Many clinicians are still reluctant to use these techniques to aid in the diagnosis of their patients. While it is more widely adopted in some European countries, it remains seldom used by clinicians in many other regions, such as North America. ⁴ There can be challenges in obtaining access to these tests, especially with PET. As for LP, it can be seen as an invasive option. In addition, some ethical concerns have been raised. The right to know or not to know, associated uncertainty with prognosis, potential social consequences, and possible negative emotional reactions are all cited as concerns. ⁸

There is also doubt cast upon the utility of such a diagnosis. A possible use of CSF analysis is to classify the patient according to the AT(N) classification, ⁹ which could provide some information on diagnosis and prognosis. ¹⁰ Regarding treatment, at the time of writing, options are very limited and mostly symptomatic. ⁸ The only approved disease-modifying treatments for AD are aducanumab and lecanemab, for which the efficacies are limited and debated.^11,12 Furthermore, these treatments are not accessible in many countries and can only be given to a limited number of patients who meet specific criteria. It is worth noting, however, that this may change in the future, with numerous clinical trials underway for other disease-modifying treatments. ¹³

Some studies have sought the perspective of patients, but the majority of these were done in research settings, and almost all were done using amyloid PET. These studies were done in populations varying from cognitively normal patients enrolled in clinical research to mild cognitive impairment or dementia patients. A 2016 systematic review found no changes in anxiety or depression levels, but did report increased test related distress and changes in behavior related to insurance and health. ¹⁴ The studies included in this review were limited to cognitively normal individuals, and most of them looked at disclosure of apolipoprotein E genotype. In 2017, a qualitative study was conducted to investigate the experience of amyloid imaging disclosure results. It included 38 patients, eight of them having a positive result, and found that participants cited advantages such as increased information about their health, the ability to make arrangements based on the result and to take medication, improved relationships and greater enjoyment of life. They cited disadvantages such as emotional difficulties, risk of patronizing attitudes by relatives, and worry over worsening of their symptoms. ¹⁵ Another review evaluated two prospective studies on the disclosure of PET amyloid results and found the disclosure to have a low risk of psychological harm. ¹⁶ This same review also examined a few non-prospective studies, including some of the ones cited above, and found similar results. A 2020 study conducted on cognitively normal individuals, with subjective cognitive decline, found no worsening of depression or anxiety scores after disclosure of amyloid SPECT results. ¹⁷ A prospective cohort study from 2018 in symptomatic individuals showed no worsening of anxiety and depression after disclosure of PET results. ¹⁸ A qualitative study with 26 patient-caregiver dyads used semi-structured interviews to inquire about their experience with amyloid imaging. They included participants who did not undergo imaging and those with a negative result. ¹⁹ Important themes that emerged included having more diagnostic information, the ability to make treatment and life decisions based on the results, barriers to obtaining the test such as lack of insurance coverage, and the lack of benefit or change to care it would provide. Reactions included relief, feeling upset/depressed, satisfaction, anxiety, validation and shock.
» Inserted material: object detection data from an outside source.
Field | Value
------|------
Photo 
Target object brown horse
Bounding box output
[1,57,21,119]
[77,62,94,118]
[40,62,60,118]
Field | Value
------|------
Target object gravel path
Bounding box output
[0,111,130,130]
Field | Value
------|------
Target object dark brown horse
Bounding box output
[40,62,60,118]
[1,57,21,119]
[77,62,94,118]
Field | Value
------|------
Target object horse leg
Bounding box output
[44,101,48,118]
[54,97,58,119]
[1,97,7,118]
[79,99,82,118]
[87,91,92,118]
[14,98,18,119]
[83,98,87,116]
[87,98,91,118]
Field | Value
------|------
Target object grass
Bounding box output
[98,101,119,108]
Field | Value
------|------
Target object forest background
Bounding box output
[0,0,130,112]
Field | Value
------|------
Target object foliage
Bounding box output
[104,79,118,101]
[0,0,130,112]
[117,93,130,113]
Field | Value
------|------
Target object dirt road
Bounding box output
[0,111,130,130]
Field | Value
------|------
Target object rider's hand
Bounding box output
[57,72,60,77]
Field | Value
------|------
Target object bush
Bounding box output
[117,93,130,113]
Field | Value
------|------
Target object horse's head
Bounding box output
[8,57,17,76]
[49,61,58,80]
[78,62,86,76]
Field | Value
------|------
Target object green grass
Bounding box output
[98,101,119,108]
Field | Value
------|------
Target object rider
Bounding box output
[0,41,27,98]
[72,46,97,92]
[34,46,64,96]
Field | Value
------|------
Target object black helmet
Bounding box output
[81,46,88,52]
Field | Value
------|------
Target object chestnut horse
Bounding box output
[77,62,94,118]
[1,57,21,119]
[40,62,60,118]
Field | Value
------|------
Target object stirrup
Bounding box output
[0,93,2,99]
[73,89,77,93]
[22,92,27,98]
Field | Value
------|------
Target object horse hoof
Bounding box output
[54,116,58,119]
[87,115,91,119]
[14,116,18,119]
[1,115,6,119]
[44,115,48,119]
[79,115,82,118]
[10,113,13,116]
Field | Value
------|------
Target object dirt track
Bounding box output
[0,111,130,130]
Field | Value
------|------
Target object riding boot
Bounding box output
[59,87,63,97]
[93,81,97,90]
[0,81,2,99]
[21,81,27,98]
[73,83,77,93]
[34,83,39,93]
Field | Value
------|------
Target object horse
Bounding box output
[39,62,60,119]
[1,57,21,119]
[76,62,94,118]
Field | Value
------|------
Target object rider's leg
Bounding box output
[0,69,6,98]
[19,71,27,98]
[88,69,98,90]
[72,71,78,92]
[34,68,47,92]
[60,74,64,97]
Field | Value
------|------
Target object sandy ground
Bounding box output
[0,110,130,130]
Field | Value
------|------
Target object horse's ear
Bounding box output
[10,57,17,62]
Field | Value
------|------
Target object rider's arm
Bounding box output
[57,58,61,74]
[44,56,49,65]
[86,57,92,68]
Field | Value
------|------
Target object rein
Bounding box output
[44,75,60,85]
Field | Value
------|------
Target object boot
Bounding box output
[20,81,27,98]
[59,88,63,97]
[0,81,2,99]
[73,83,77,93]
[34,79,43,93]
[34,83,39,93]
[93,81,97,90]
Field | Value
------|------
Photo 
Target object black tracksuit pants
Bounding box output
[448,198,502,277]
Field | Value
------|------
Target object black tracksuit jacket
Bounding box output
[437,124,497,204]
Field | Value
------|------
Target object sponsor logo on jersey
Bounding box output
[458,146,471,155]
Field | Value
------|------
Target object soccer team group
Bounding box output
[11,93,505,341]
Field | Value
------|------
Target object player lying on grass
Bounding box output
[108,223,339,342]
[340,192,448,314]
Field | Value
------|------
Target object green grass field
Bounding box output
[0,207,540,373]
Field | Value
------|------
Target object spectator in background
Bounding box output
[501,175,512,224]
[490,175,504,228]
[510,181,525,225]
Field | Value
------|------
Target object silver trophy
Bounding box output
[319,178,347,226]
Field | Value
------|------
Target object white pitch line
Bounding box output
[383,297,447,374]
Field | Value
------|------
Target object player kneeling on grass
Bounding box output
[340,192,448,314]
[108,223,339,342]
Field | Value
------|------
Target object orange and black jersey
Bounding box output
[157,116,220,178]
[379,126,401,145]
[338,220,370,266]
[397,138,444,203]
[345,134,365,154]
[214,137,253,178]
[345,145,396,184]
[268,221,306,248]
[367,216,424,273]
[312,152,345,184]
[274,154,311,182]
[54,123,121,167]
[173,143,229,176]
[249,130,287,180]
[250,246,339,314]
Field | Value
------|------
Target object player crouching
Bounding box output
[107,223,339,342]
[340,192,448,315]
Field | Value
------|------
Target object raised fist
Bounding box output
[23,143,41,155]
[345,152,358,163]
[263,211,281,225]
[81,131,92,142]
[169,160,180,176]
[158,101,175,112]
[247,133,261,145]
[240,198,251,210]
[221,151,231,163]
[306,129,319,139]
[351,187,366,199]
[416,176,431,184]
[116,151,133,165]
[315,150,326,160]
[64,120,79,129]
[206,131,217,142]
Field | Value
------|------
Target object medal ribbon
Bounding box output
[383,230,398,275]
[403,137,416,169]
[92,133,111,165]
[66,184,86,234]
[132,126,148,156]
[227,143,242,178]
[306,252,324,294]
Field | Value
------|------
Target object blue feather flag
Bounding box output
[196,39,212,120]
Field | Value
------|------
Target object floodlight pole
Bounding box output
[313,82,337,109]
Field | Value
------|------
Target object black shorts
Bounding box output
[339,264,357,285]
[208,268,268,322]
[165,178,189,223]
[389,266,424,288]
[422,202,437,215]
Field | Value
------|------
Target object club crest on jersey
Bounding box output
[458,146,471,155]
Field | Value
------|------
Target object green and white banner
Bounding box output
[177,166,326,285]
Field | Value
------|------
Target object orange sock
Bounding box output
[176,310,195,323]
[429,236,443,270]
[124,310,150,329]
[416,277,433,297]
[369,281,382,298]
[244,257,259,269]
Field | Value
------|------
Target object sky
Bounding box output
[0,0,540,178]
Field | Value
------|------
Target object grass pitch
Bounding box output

A general limitation of these studies is that most examined the effect of disclosure on asymptomatic, cognitively normal patients, ²⁰ which has less clinical applicability. ⁴ In general, disclosure of the results for these forms of biomarkers were deemed safe and had low risk of psychological harm.^16,21 However, there is little known about the psychological effects that diagnosing AD, specifically through CSF analysis, can have on patients and their surroundings. Furthermore, relatively few of the above studies included caregivers.

The concepts of psychological harm and safety have previously been used in the evaluation of the impact of diagnosis of AD. While there are a multitude of aspects that could be considered, frequently measured aspects included symptoms of depression or anxiety, and test related distress.^16,20,22

There are advantages of CSF analysis over PET, such as greater accessibility and better cost-effectiveness. ²¹ Considering these factors, our study sought to explore the psychological effects and patient experience of receiving an AD diagnosis through analysis of CSF obtained by LP. Caregivers were also included in this study given their important role in caring for patients with AD.

Given previous research into the subject of using alternative methods, we hypothesized that participants would generally appreciate the opportunity for more precise diagnosis and would not suffer major adverse events from it.

Methods

Study design

This mixed methods study was done prospectively when possible, and retrospectively in other cases. When patients had not yet received a result from their LP, participants were recruited for two data collection sessions: one before the disclosure and another after the disclosure. When they had already received the results, they only completed the post-disclosure session. Both groups were included in the study to allow their point of view to be heard, which could provide important additional data, especially in the qualitative sections. In all cases, counselling was done by the attending physician (S.A.-S., L.C.W.) before patients made the decision to undergo LP. This also included information on the reason of the procedure and the procedure itself, including the potential risks, such as hematoma formation, headache, and infection. A consent was signed with the patient and their power of attorney if needed. Benefits discussed included the AD biomarker analysis, which was presented as an additional source of information that could solidify the suspected diagnosis, and in some cases, ruling out alternative diagnoses with the same sample. The diagnosis of AD was made clinically by the attending physician by considering the results of neuropsychological testing, patient history, physical examination findings, results of brain MRI and brain SPECT CT scan for some patients and the biomarkers findings (level of Aβ₄₂, 181 phosphorylated tau protein, and total tau protein in the CSF). It was then communicated as such to the patients and caregivers.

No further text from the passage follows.